Chaque personne dans la pièce ne respirait plus, les sanglots de Claria avaient brusquement cessé tout comme la mélodie au piano que nous entendions depuis quelques minutes déjà.

"Ymise", si je me souviens bien, il s'agit du nom de famille de... Claria ! La personne qui vient de mourir... fait donc partie de sa famille ?!

La première personne à réagir fut Céleste qui s'écroula au sol, puis elle se mit aussi à sangloter tout en prononçant d'une voix faible :

« J'aurais aimé avoir tort... »

Alors elle avait deviné. Céleste devine beaucoup de choses... mais voulait-elle vraiment avoir raison dans ce cas-là ? Nous pouvons affirmer le contraire.

Je sentais mon coeur qui voulait exploser dans ma cage thoracique.

Je venais d'indirectement provoquer la mort d'un membre de la famille de Claria.

Je me sentais encore en train de trembler, sauf que c'était la peur qui me dominait. La peur, la haine, les regrets. Tout se bousculait dans ma tête, un véritable méli-mélo.

« Je... j-j-j-j... »

Ma bouche ne m'écoutait même plus, j'étais totalement tétanisé !

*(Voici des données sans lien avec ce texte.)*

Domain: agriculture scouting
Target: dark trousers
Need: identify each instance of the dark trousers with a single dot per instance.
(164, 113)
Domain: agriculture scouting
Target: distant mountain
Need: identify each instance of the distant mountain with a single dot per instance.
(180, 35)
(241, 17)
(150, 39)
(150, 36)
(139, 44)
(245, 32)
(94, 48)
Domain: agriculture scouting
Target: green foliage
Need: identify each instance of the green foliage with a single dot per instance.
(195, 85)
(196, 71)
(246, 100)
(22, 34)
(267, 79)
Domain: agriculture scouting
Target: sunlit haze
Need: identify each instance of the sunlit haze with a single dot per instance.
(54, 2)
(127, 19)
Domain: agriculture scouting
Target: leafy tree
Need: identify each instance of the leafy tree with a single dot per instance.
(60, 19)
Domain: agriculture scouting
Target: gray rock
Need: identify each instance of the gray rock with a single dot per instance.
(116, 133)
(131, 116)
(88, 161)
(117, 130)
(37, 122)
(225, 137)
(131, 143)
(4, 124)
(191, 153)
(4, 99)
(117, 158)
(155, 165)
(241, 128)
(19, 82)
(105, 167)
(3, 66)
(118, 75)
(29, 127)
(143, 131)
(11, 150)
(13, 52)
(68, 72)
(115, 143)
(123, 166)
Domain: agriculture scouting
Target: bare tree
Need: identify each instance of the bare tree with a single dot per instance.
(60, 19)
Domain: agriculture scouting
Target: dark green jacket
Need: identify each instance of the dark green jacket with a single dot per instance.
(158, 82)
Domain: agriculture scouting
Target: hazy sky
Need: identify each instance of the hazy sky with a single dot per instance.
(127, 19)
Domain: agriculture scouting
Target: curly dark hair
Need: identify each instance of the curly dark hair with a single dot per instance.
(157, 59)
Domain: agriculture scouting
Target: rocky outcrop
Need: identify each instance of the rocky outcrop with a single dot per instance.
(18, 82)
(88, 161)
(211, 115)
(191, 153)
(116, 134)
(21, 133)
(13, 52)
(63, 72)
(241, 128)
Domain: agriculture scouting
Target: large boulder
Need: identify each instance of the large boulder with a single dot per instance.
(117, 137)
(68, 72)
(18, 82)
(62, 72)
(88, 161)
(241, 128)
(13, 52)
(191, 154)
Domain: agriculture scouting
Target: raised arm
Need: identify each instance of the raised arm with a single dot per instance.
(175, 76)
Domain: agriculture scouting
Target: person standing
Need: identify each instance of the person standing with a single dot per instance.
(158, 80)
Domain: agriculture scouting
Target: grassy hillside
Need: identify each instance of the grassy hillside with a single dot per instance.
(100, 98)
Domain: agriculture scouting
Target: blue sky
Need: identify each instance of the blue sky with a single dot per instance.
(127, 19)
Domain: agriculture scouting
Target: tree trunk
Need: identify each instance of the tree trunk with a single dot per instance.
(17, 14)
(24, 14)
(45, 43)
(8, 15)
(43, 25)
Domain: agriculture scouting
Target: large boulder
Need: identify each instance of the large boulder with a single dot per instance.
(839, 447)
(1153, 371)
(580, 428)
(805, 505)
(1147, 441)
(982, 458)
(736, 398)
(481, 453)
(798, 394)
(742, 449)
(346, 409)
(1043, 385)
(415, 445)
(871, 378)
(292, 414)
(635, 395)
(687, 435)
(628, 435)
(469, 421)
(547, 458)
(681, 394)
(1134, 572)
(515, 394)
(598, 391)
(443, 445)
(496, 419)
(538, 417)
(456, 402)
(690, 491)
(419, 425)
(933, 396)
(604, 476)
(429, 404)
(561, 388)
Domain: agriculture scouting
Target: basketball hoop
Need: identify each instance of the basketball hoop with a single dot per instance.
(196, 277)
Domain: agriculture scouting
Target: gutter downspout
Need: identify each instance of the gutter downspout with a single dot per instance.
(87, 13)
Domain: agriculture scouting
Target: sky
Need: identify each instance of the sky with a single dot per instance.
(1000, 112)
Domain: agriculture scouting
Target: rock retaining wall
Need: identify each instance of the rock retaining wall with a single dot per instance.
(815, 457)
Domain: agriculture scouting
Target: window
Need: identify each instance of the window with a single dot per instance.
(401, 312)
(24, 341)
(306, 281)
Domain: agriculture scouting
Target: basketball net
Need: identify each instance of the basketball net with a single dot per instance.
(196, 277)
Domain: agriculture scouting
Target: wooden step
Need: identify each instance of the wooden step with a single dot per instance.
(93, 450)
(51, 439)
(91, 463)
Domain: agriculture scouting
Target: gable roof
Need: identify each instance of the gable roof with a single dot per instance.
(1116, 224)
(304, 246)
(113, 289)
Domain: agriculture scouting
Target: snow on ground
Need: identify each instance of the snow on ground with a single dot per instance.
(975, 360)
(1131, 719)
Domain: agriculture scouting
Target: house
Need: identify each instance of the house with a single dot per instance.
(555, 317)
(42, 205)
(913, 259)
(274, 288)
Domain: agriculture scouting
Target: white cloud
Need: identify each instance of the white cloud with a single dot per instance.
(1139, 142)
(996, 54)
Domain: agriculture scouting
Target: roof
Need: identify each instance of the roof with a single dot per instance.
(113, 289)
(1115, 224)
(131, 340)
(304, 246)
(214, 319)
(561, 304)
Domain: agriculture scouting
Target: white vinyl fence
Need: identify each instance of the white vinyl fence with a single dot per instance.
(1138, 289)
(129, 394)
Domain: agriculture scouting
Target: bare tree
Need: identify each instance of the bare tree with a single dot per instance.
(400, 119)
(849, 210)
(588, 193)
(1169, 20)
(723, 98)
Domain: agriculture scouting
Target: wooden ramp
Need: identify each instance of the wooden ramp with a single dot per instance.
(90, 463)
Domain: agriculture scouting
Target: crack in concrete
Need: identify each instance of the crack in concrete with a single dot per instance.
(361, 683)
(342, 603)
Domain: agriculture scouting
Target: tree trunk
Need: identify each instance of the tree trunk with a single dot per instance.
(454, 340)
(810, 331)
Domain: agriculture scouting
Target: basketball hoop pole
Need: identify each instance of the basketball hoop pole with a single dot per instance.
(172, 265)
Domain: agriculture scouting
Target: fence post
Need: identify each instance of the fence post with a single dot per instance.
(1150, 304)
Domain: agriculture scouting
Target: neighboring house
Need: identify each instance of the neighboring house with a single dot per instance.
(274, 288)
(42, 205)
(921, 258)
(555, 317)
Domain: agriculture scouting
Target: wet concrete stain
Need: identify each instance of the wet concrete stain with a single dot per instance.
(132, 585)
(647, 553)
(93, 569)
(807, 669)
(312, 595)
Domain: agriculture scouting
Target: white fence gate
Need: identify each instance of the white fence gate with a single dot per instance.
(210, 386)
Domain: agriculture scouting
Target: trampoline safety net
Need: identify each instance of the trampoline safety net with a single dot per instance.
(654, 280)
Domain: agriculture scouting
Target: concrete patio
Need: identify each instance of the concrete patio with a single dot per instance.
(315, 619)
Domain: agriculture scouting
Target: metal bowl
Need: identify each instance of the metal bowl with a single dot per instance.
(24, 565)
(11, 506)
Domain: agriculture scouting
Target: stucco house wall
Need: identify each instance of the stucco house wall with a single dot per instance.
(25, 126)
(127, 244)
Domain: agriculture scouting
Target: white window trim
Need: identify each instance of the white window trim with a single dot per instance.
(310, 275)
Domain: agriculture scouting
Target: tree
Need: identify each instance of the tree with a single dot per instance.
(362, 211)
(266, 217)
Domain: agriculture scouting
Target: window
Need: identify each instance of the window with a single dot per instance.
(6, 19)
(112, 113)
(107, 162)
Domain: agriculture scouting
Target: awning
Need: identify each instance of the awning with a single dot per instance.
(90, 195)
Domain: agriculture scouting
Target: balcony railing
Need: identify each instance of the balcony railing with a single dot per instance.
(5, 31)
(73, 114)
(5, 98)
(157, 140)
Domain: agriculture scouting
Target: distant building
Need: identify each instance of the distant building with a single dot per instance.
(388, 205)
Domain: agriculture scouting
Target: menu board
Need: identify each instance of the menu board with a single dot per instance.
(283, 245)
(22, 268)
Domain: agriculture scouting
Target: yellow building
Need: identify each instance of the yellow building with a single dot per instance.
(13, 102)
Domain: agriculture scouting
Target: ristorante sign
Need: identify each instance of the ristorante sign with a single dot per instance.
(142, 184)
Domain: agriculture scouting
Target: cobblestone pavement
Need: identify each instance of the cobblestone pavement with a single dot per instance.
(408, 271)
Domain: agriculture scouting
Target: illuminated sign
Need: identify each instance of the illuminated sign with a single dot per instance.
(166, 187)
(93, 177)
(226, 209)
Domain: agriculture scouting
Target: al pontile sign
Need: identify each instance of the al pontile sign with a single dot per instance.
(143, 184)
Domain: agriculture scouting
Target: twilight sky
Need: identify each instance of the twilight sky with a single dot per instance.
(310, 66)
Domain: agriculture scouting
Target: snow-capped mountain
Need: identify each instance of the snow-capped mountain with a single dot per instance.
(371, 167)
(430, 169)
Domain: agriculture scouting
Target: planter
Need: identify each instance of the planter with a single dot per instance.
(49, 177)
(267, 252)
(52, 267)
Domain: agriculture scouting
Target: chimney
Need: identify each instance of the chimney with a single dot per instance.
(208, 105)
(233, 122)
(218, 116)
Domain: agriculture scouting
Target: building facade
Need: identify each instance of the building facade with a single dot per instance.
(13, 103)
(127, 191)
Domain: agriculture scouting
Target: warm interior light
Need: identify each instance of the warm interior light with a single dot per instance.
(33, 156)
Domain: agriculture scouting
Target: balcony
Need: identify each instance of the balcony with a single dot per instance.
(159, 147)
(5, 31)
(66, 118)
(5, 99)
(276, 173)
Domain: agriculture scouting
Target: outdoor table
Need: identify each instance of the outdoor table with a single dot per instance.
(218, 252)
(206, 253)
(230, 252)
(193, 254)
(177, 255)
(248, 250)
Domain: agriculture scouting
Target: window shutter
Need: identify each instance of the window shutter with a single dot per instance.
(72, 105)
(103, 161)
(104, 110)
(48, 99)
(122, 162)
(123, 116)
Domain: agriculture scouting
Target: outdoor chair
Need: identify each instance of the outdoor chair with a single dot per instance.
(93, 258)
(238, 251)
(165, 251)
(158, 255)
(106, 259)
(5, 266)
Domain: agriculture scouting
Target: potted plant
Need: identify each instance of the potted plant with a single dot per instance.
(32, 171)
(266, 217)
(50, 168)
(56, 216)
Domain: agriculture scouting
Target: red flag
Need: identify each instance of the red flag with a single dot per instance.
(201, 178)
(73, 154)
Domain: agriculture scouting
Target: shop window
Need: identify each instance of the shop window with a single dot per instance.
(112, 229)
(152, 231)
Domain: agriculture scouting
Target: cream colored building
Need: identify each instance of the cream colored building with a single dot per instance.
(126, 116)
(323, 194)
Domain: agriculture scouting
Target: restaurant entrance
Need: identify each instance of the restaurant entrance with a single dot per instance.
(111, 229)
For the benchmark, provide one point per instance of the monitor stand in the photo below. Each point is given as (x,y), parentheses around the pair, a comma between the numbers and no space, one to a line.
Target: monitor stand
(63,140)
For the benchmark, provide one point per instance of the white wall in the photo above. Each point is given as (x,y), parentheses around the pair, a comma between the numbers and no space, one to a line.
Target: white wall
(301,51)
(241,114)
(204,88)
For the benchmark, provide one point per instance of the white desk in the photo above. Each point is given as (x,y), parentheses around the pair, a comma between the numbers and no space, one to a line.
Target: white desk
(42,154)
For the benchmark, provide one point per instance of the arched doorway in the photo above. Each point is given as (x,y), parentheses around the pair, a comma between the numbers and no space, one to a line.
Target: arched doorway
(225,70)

Claria n'a pas réagi tout de suite, tout est devenu silencieux l'espace de quelques secondes, bien trop silencieux...

Nous étions tous en train de regarder Claria : quelle réaction allait-elle avoir ? Est-ce qu'elle allait me tuer de rage ?

C'est ce que je pensais. J'étais à la fois sur la défensive au cas où et en proie à un des sentiments de culpabilité les plus puissants que j'ai pu ressentir...

Claria releva lentement la tête qui était toujours baissée. Elle se trouvait à présent à genoux un peu éloignée du cadavre qui n'était pas encore dans son champ de vision.

Troublée et d'une voix presque éteinte, elle peina à balbutier :

« Ma... man ? »

Nous avons tous eu la même réaction de choc : c'est en plus de cela sa mère ?!

Je viens de tuer sa mère ! Je suis... tellement misérable !

« C'est de ta faute Sorel ! Pourquoi tu l'as pas sauvé ?! Cria Ophélia, sûrement par peur du silence.

— De ma faute ?! Essaie d'avancer en équilibre avec la tête qui tourne ! Je te mets au défi de traverser cette poutre avec une personne qui bouge autant ! Contrairement à toi, je dois accepter le fait que je viens de tuer quelqu'un qui se révèle être la mère de Claria !

— Stop ! Hurla Céleste, ce n'est pas vous Sorel qui avez tué cette femme, mais bien Christophe. Il n'y a aucun autre responsable ici.

— Facile à dire pour toi ! »

Céleste ne répondit pas, sûrement par la surprise.

« Peu importe ce que tu dis, c'est moi qui aie causé sa mort ! Je suis celui qui a... »

Je me suis arrêté de parler en me rendant compte que Claria bougeait.

Elle avançait doucement, très doucement en raclant ses genoux sur le sol tout en posant ses mains pour ne pas tomber.

Elle semblait ramper.

En voyant que je regardais fixement derrière elle, Céleste se retourna pour assister au même "spectacle".

C'est sans bouger que nous avons tous observé Claria s'approcher du trou. Personne n'a réagi. Ophélia et Haron étaient, tout comme moi, tétanisés par la peur de ce que pouvait faire une Claria plus que jamais imprévisible.

Cela pourrait sembler inconcevable d'un point de vue objectif, mais personne n'a essayé de la stopper de voir... "ça". Même Céleste ne semblait pas vouloir bouger alors qu'elle était celle qui avait le plus réagi lorsque nous avons appris le nom de la personne.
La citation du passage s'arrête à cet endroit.